Oh Mark! Here's my question: why did they do it in the first place? If as you say the show is threadbare with only a tuneful score why oh why would they then hire someone who -as fina an actress as she is - can't really sing it? AGYG is a musical musical - it's all about those lively show tunes, it's about charm and the glory of the musical theatre voice. It is not, despite Mr Jones's seriously misguided effort , an anti- American portrait of dust bowl shoot -em down Depression-era miscreants with an eye on show biz. It was written as a vehicle for a great musical theatre star and that's all . And it serves that purpose very well when there is a musical theatre star ( and by that I mean someone who can sing a tune) in the role , from Merman to Mary Martin to Betty Hutton to Kim Criswell to the blissful Reba McIntrye. Jane Horrocks is not on that list. Plain and simple. You ( and many of your fellow critics) often bemoan the fact that British musical theatre lags bheind the US in terms of creativity and originality and performance skills and yet if you heap praise on the likes of this production how can we hope things on this side of the pond will improve?
I'm not exaggerating when I call Annie Get Your Gun not just the worst show of last year, not just the worst show of the decade but quite simply the worst production I have ever seen. And I don't even use the phrase 'professional production' here; give me amdram or school shows any day over this - it is the worst production of anything I have ever seen. Offensively dreadful on every level. A complete con that it's played to good business. And then to have it rewarded by some of the strongest reviews of the year is an equal travesty that somehow validates the shoddiness of it. Dire.
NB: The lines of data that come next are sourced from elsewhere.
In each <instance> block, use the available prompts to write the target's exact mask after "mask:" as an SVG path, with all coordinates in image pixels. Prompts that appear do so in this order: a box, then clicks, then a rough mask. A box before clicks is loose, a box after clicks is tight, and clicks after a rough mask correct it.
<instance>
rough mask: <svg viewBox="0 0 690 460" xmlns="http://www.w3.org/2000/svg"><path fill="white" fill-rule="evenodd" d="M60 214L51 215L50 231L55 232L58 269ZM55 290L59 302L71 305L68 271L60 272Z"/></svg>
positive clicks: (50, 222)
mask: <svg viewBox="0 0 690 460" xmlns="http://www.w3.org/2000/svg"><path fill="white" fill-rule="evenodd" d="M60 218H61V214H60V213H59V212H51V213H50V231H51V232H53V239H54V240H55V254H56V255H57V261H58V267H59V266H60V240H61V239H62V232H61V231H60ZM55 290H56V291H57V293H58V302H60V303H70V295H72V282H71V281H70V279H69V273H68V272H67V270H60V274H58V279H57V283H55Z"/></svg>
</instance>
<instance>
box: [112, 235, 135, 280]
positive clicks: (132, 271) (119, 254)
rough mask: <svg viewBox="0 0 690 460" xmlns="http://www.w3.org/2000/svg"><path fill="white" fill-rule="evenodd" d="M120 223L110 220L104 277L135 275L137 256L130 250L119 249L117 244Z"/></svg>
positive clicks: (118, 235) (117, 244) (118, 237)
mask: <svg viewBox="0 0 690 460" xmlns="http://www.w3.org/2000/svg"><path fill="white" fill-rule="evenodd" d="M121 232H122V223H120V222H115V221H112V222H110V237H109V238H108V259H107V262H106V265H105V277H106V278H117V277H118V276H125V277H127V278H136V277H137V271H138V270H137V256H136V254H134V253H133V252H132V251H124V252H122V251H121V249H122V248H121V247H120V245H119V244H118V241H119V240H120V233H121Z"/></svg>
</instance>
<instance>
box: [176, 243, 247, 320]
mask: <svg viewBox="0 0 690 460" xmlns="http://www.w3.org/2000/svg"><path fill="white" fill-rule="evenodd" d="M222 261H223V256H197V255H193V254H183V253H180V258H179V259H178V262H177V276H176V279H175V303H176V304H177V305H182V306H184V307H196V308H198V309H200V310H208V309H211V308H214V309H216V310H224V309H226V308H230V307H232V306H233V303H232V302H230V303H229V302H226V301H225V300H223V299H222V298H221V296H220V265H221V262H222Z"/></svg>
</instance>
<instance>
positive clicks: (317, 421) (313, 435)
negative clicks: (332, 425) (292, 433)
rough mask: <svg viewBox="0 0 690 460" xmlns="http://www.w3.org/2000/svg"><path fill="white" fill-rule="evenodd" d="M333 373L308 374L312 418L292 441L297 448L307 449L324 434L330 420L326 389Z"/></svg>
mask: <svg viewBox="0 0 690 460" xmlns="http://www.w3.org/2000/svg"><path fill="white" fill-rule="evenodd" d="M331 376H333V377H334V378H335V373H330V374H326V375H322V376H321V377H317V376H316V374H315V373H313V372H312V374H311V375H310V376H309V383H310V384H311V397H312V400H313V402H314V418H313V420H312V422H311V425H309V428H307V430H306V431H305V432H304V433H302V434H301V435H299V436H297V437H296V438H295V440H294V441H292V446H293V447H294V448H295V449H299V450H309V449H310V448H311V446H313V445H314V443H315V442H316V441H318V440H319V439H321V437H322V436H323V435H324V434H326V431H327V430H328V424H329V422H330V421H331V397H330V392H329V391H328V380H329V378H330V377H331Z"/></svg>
Even the usually fabulously spot-on Charlie Spencer was muted in his critique of it, he should have got the knives out!
"it is the worst production of anything I have ever seen."
Can't you accept difference of opinion ? I guess it is human nature to love the critics that confirm our own views and hate those that differ I guess....
Theatre isn't mathematics, there is no correct answer, everything is subjective *
* Apart from people that didn't like Spring Awakening, they are clearly wrong, but apart from that... :-)
She might not be able to sing it as beautifully as you want but she acts the socks off most musical theatre performers and she makes the songs mean something. Who cares if there's the odd duff note. I want to see a living, breathing character not a beautiful, musical theatre performer who hasn't any depth. Jane Horrocks all the way!
Well Simon, It's all subjective and if AGYG were a searing Brechtian indicment of the inhumanity imposed on the Native American population in Depression era America, then maybe an "odd duff" note wouldn't be so bad . And one could look at the show as a showcase for serious depth filled performances ; but at least at my performance it there were more duff notes than good ones and the show was written as musical theatre entertainment - and the songs speak for themselves - they're among the glories of the Great American Songbook, they were meant to be sung on pitch.
Well Simon it's all subjective, and if AGYG were a searing Brechtian indictment of the treatment of Native Americans at the hands of US Show Business then Ms Horrocks duff noted warbling could be justified - but her multi regional accented hillbilly was for me a complete disaster. The songs, many of which are among the glories of the Great American Songbook , were written to be sung and sung on pitch. All one has to do is to listen to Mr Ovenden sing them to know what a pleasurable experience the purity of an Irving Berlin score is.